The Supreme Court’s Monday decision to strike down a North Carolina congressional district map is being hailed as a victory for voting rights advocates — though some caution that the path ahead for Democrats fighting gerrymandering has just become more treacherous.
The court’s decision in Cooper v. Harris found that North Carolina’s legislature had improperly considered race when it drew two congressional districts after the 2010 census. Justice Elena Kagan wrote the majority opinion with three liberal colleagues. Justice Clarence Thomas, the anchor of the court’s conservative wing, joined them.
“The Supreme Court has now made it abundantly clear to Republican legislators that their cynical game of using race as an excuse to gerrymander is over, and that the courts are not going to sit by when challenges are brought,” said Marc Elias, the Democratic lawyer who argued the case. “And I plan on bringing those challenges.”
Elias said his phone has been “ringing off the hook” with calls from legislators who believe the decision could open their states to new legal challenges.
“We are looking for other places where Republican legislatures have committed the same legal error,” he said.

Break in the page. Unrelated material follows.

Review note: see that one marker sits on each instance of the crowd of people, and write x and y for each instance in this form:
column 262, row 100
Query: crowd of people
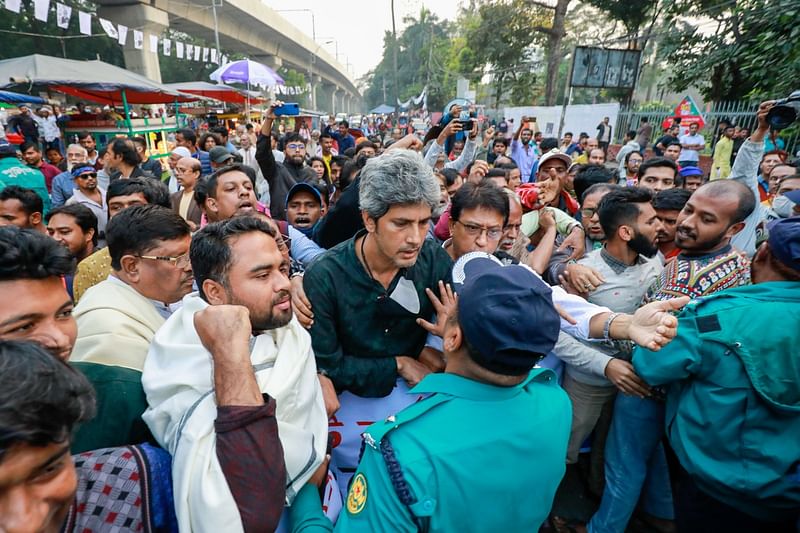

But Thomas’s concurring opinion offered a warning to those celebrating the ruling. In his opinion, Thomas said the North Carolina defendants improperly relied on the Voting Rights Act, which he believes does not apply to redistricting at all.
Justices Samuel Alito and Anthony Kennedy and Chief Justice John Roberts dissented. Justice Neil Gorsuch, who joined the Supreme Court after arguments in the North Carolina case, did not participate in the ruling.